La storia che ci viene narrata è quella di Nino (casellante della linea a scartamento ridotto Vigata-Castelvetrano!!!) e di sua moglie Minica: innamoratissimi l’uno dell’altro, attendono con ansia che “u Signuruzzu” regali loro il dono di un figlio.
Purtroppo, quando lei riuscirà a restare incinta, avverrà qualcosa di tragico, che le farà perdere la creatura; ma ne favorirà una specie di metamorfosi mitologica… Non entriamo troppo in dettaglio, per non togliere il piacere della scoperta, ma possiamo dirvi con assoluta convinzione che lo spettacolo si è rivelato una piacevolissima sorpresa.
Bravissimo Moni Ovadia il quale dimostra di avere grandissima dimestichezza con il dialetto siciliano, interpretando il ruolo di narratore oltre che quelli secondari – ora nei panni della buffa mammana, ora indossando il camice bianco del barbiere o la toga del giudice; Mario Incudine, ottimo Nino, oltre a recitare, suona il mandolino e canta; Valeria Contadino dà vita a una Minica appassionata e determinata, per nella sua comprensibile ingenuità.
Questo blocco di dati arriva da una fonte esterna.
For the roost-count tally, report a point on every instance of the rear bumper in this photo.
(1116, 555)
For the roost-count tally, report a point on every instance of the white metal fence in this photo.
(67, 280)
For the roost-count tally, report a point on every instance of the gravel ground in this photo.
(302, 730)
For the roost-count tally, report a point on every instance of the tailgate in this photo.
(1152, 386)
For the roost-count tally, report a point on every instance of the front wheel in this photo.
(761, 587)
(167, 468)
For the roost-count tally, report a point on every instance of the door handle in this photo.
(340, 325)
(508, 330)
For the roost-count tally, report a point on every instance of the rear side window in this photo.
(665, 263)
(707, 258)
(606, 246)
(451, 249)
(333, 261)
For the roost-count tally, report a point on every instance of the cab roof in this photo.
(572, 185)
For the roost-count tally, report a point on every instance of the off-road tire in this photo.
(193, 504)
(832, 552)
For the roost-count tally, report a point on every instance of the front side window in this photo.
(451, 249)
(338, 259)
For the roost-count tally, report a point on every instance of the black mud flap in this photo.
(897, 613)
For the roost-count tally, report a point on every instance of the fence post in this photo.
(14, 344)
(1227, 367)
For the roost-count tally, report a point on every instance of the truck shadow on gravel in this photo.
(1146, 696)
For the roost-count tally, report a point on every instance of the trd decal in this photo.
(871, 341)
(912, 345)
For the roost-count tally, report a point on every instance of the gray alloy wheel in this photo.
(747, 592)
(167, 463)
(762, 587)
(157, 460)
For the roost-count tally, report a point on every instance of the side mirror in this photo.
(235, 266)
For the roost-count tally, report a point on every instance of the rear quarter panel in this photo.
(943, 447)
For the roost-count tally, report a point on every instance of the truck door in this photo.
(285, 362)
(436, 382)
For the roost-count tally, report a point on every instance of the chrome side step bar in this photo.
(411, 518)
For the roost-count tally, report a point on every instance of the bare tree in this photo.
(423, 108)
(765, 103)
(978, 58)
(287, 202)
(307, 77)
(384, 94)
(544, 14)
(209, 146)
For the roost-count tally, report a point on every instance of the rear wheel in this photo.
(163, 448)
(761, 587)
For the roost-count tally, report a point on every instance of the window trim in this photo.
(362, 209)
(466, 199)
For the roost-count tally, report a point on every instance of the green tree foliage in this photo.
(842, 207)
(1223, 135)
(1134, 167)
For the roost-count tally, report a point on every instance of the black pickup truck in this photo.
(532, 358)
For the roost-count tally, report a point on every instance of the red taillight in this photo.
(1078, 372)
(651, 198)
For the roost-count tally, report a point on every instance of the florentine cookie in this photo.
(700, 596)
Belle le musiche di scena originali, dello stesso Incudine. Al loro fianco, ben figurano Sergio Seminara e Giampaolo Romania e i musicisti Antonio Vasta e Antonio Putzu, che passano agevolmente dalla fisarmonica al clarino, dalla chitarra al folkloristico “friscalettu”.
Insomma, il Sistina propone un tocco elegante ma profondo di “sicilitudine”, che piace a tutti: sicuramente ai siciliani “in esilio” nel mondo, che possono apprezzarne ogni sfumatura linguistica, ma anche a non siciliani, che ormai hanno imparato a riconoscere il linguaggio ironico e disinvolto di Andrea Camilleri. Uno spettacolo da non perdere!